Substance abuse is a primary factor in the delinquent behavior of many youth. Delinquency and drugs affect communities across America. Adolescent substance abusers are more difficult to treat than adult substance abusers. The pressures created by physical, hormonal, and emotional changes produce stressors that are magnified by typical adolescent developmental drives for individuality, separation, autonomy, and social acceptance (NCJRS, 2000).
In an effort to understand the seriousness of juvenile substance abuse, one must look at the trends in alcohol and other drug use. The following summarizes recent trends in substance abuse among youth in the United States:.
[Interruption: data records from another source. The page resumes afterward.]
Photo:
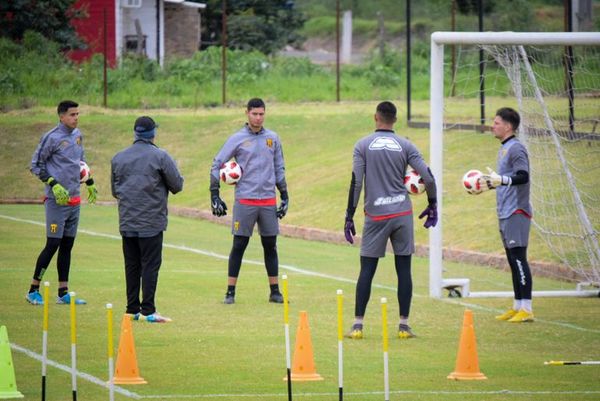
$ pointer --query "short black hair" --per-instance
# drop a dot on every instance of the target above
(387, 112)
(255, 103)
(65, 105)
(510, 116)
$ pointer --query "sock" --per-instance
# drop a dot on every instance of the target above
(517, 304)
(526, 304)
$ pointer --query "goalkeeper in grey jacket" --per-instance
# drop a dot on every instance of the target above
(380, 160)
(258, 152)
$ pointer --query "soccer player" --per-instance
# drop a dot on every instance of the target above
(514, 210)
(56, 163)
(259, 153)
(380, 161)
(142, 176)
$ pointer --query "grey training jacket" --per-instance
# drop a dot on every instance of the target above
(141, 177)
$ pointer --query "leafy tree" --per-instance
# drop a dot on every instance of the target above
(51, 18)
(263, 25)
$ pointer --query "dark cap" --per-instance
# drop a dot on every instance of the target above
(144, 124)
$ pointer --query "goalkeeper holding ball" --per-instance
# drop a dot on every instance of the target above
(380, 160)
(56, 163)
(511, 183)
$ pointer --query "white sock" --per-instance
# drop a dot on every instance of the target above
(526, 304)
(517, 304)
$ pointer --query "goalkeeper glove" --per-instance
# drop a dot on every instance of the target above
(61, 195)
(283, 205)
(92, 191)
(349, 229)
(219, 208)
(431, 213)
(493, 180)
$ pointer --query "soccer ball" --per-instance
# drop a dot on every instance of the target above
(471, 182)
(414, 182)
(84, 171)
(230, 172)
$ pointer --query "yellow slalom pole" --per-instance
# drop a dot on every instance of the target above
(45, 337)
(111, 384)
(73, 347)
(286, 323)
(340, 302)
(386, 377)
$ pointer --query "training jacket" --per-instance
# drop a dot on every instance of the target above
(381, 159)
(261, 158)
(141, 177)
(58, 155)
(513, 157)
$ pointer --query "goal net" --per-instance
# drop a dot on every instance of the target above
(553, 80)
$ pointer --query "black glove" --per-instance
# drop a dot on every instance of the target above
(217, 205)
(283, 205)
(431, 213)
(349, 229)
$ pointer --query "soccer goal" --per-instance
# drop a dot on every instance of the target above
(553, 80)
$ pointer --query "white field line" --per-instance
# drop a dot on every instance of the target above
(80, 374)
(134, 395)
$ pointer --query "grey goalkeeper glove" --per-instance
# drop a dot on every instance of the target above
(493, 180)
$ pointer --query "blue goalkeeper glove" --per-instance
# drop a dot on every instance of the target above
(92, 191)
(61, 195)
(431, 213)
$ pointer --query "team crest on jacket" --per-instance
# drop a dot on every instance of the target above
(385, 143)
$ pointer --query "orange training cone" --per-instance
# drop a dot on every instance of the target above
(127, 371)
(8, 384)
(467, 364)
(303, 363)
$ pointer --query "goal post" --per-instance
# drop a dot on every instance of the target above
(590, 234)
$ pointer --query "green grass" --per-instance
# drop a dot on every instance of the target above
(211, 350)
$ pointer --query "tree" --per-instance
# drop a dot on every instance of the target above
(51, 18)
(263, 25)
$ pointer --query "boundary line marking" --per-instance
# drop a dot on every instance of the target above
(95, 380)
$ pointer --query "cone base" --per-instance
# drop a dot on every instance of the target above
(11, 394)
(129, 380)
(466, 376)
(304, 377)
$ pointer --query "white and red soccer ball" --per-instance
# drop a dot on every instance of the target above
(472, 183)
(230, 172)
(84, 171)
(414, 182)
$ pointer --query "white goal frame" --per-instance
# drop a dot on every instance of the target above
(437, 283)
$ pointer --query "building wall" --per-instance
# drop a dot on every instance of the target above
(182, 30)
(91, 30)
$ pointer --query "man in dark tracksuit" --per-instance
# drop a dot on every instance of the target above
(141, 177)
(259, 153)
(380, 160)
(56, 163)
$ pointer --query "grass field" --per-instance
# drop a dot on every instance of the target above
(216, 352)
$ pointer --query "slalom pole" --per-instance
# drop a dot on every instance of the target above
(286, 321)
(45, 338)
(111, 384)
(340, 299)
(561, 363)
(386, 377)
(73, 347)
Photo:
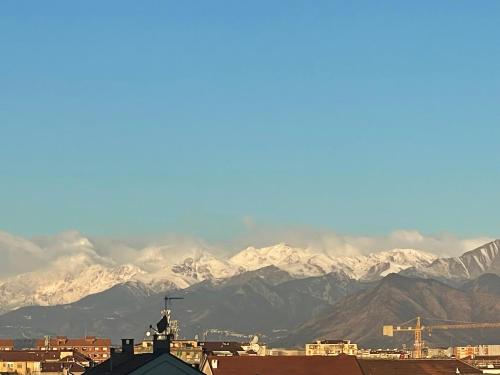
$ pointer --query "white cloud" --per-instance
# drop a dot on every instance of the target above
(71, 249)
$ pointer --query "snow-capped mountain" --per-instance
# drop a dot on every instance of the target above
(307, 262)
(470, 265)
(69, 266)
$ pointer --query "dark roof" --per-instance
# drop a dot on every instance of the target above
(67, 342)
(289, 365)
(29, 355)
(332, 342)
(416, 367)
(7, 342)
(123, 366)
(59, 366)
(217, 346)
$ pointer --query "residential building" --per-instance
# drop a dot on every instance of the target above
(417, 366)
(439, 352)
(6, 344)
(98, 349)
(29, 362)
(331, 347)
(187, 350)
(285, 351)
(159, 362)
(282, 365)
(383, 354)
(476, 350)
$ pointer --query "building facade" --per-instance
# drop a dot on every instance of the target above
(331, 347)
(98, 349)
(476, 350)
(6, 344)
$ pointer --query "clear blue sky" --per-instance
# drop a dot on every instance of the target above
(188, 116)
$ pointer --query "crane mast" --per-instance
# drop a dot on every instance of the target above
(419, 328)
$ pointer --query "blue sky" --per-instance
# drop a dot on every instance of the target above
(200, 117)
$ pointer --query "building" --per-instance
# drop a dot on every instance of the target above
(476, 350)
(29, 362)
(285, 351)
(439, 352)
(98, 349)
(331, 347)
(281, 365)
(160, 361)
(383, 354)
(6, 344)
(417, 367)
(488, 364)
(187, 350)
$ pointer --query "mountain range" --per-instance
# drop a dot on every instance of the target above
(285, 294)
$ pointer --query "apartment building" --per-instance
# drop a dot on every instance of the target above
(33, 362)
(476, 350)
(331, 347)
(6, 344)
(98, 349)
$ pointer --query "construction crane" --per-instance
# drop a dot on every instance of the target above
(419, 328)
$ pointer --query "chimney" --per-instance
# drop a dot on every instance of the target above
(215, 363)
(161, 346)
(127, 346)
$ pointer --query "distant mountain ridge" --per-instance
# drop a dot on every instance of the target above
(396, 299)
(80, 271)
(470, 265)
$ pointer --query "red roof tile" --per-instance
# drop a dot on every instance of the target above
(289, 365)
(416, 367)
Youth in the general population have reported steadily rising levels of alcohol and other drug use since 1992, but levels of use have not returned to the peak rates reported in the 1980's (Substance Abuse and Mental Health Services Administration [SAMHSA], 1998; Johnston, O'Malley, and Bachman, 1998).
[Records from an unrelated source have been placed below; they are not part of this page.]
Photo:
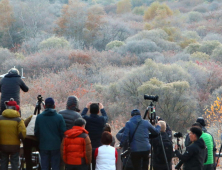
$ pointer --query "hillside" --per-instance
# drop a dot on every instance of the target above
(114, 52)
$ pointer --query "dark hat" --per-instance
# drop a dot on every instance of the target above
(73, 103)
(49, 102)
(135, 112)
(201, 121)
(12, 103)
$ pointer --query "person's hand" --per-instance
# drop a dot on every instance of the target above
(101, 106)
(157, 123)
(88, 105)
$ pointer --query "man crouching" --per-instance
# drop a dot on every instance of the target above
(195, 154)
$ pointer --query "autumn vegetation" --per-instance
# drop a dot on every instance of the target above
(115, 51)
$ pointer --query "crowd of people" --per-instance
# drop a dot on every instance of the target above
(75, 140)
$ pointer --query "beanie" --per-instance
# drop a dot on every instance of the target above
(49, 102)
(201, 121)
(12, 102)
(135, 112)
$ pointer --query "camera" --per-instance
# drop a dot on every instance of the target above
(40, 99)
(178, 135)
(125, 153)
(151, 97)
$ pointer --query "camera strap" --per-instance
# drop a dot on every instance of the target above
(134, 132)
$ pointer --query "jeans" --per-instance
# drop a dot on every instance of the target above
(77, 167)
(14, 159)
(138, 157)
(50, 157)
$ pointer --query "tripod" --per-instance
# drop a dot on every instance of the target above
(38, 104)
(153, 120)
(180, 163)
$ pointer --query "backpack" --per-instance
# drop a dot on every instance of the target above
(159, 154)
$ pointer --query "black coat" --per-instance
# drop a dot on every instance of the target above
(156, 142)
(194, 156)
(95, 125)
(10, 88)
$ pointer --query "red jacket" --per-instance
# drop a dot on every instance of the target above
(76, 147)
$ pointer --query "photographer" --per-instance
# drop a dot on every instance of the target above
(195, 155)
(10, 87)
(209, 164)
(127, 163)
(140, 146)
(159, 162)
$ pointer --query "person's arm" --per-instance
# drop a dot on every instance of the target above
(116, 155)
(23, 86)
(153, 130)
(125, 135)
(27, 120)
(63, 150)
(120, 134)
(21, 130)
(88, 150)
(187, 154)
(62, 127)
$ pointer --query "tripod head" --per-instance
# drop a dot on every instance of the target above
(151, 113)
(39, 102)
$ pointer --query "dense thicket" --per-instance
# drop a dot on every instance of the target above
(115, 51)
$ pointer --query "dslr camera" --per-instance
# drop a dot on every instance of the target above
(151, 97)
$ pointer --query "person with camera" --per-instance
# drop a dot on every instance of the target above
(10, 87)
(12, 130)
(49, 130)
(209, 164)
(195, 154)
(159, 161)
(71, 113)
(137, 132)
(126, 160)
(95, 124)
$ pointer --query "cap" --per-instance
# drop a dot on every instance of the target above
(135, 112)
(201, 121)
(49, 101)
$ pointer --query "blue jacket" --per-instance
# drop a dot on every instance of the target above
(49, 129)
(95, 125)
(140, 141)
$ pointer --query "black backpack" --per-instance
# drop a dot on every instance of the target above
(159, 154)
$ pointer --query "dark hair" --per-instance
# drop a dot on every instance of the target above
(94, 108)
(107, 128)
(106, 138)
(197, 124)
(79, 122)
(196, 131)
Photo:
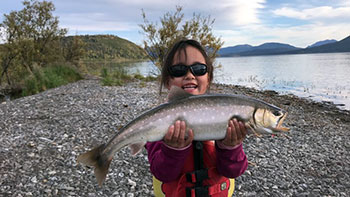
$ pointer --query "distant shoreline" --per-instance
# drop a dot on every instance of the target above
(42, 135)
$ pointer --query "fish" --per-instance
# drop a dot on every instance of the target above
(207, 115)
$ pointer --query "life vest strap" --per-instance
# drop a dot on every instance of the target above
(207, 190)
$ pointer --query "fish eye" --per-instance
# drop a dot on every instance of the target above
(277, 113)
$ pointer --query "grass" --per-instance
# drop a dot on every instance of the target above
(49, 77)
(119, 77)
Youth are beginning to use alcohol and other drugs at earlier ages, and use increases steadily with age (SAMHSA, 1998; Johnston, O'Malley, and Bachman, 1998).
As youth perceive that alcohol and other drugs are less harmful than they previously believed their attitudes about the use of alcohol and other drugs become less negative, their use of these substances increases (SAMHSA, 1998; Johnston, O'Malley, and Bachman, 1998).
Among male youth entering the juvenile justice system in 13 cities across the country, between 40.3 percent and 68.7 percent tested positive for illicit drugs at arrest or booking according to the 1998 report of the Drug Abuse Monitoring Program (National Institute of Justice [NIJ], 1999).
Male juveniles with drug offenses have the highest rates of positive urinalyses for illegal drugs, but property and violent offenses clearly are also linked to drug use (NIJ, 1998). National data about substance abuse by female delinquents is not available.